= Washington and Choctaw Railway =

The Washington and Choctaw Railway was a railroad company in southwestern Alabama, first based in Yellow Pine and later in Aquilla. Its main line ran from Yellow Pine through Aquilla to the Bolinger Station just north of Silas, with a length of about 31 miles. However, the line was in operation in its full length only from November 1916 to September 1919.

== History ==

In the early 20th century, a narrow gauge logging railroad was operated from Yellow Pine about three miles north. It connected to the main line of the Mobile and Ohio Railroad in Yellow Pine. In April 1904, the E. W. Gates Lumber Company was founded and they acquired the logging railroad and a sawmill at Yellow Pine. The new owner rebuilt the railroad to standard gauge and worked on northward extensions. The railroad was operated under the name Washington and Choctaw Railway, named for the two counties (Washington County and Choctaw County) it connected. The name became official on December 13, 1910, when the railroad company was formally incorporated. By December 1909, the trackage had already reached Red Creek, with a branch to Millry, where the line connected to the Tombigbee Valley Railroad, about 28.7 miles in total length. One pair of mixed trains was operated along the line daily, and it took 140 minutes to complete the journey one way. However, except for the December 1909 timetable that was published in Official Guides of the Railways from January 1910 to at least July 1911, there is no evidence for the branch to Millry. In one of the next published timetables, effective December 1911, the branch is not longer mentioned. Also the mileage and intermediate stations of the main line had changed. The line now extended from Yellow Pine to a place called Mathews, 21 miles in length.

In the annual report of 1911, the following properties were listed: Yellow Pine to Mathews, Ala., 25.0 m.; Mathews – west, 5.0 m.; east, 6.0 m. – total, 36.0 miles. Second track, 2.0 miles. Gauge, 4 ft. 8½ in. Rail (steel), 35 to 65 lbs. History. – Chartered April, 1904, under the laws of Alabama. Road completed as above Nov. 15, 1910. Locomotives, 3. Cars – passenger, 1; freight (box, 4; flat, 3; other, 109), 116 – total cars, 117.
The length discrepancy between Poor's Manual and the published timetables (25 vs. 21 miles for the Yellow Pine–Mathews line) cannot be explained. Further extension, opened by April 1916, brought the main line to Fail with a length of 24 miles, served by one daily mixed train each way. The April 1916 timetable lists further stations to Bolinger with a total length of 31 miles, and notes that the section between Fail and Bolinger was under construction and would be ready by June 1, 1916. However, the extension to Bolinger, where the main line connected to the Alabama, Tennessee and Northern Railroad (formerly Tombigbee Valley Railroad), was only opened on November 28, 1916. The mixed train ran daily over the full length of the line from this date. Train 1 left Yellow Pine at 7 a.m. and arrived in Bolinger at 11:50 a.m., taking almost five hours for the 31 mile trip. Train 2 departed Bolinger at 12:30 p.m. and reached Yellow Pine at 5 p.m. A timetable effective October 1917 still shows the full line in operation, with one single mixed train each way on the same times as in November 1916, but now running daily except Sundays.

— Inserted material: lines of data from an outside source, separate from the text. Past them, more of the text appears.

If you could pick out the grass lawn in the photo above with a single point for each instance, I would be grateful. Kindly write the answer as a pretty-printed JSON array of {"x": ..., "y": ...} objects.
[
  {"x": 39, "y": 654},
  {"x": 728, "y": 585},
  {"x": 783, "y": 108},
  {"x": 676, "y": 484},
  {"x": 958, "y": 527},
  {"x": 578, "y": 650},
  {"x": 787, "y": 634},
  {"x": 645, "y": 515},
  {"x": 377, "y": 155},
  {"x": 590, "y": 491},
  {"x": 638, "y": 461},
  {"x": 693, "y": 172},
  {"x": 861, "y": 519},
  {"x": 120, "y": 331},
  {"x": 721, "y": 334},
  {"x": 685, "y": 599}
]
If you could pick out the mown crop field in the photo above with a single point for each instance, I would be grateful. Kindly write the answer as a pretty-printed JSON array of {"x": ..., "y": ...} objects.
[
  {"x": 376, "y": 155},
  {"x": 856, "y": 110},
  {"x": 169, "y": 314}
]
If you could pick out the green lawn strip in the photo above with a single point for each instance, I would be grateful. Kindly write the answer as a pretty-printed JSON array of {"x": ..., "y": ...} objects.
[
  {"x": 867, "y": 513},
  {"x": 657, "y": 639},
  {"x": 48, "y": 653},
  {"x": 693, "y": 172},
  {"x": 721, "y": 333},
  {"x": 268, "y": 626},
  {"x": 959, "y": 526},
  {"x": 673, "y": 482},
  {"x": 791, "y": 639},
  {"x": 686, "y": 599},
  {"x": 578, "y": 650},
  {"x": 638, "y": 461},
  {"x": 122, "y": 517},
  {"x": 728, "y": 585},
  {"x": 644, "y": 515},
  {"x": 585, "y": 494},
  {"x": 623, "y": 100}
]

The sawmill in Yellow Pine closed around 1918 and a new one was built in Aquilla (also called Cantwell for some time). Bolinger became its primary connection to the railroad network, being only 10.5 miles away. On September 22, 1919, the southern section of the line between Yellow Pine and Aquilla, about 20.5 miles in length, was abandoned. The mixed train between Bolinger and Aquilla ran until 1924 or 1925, when the line became freight-only. By December 1925, freight service became irregular. This service was maintained until 1927 when the sawmill in Aquilla shut down, and on June 9 of that year, permission was granted to abandon the line.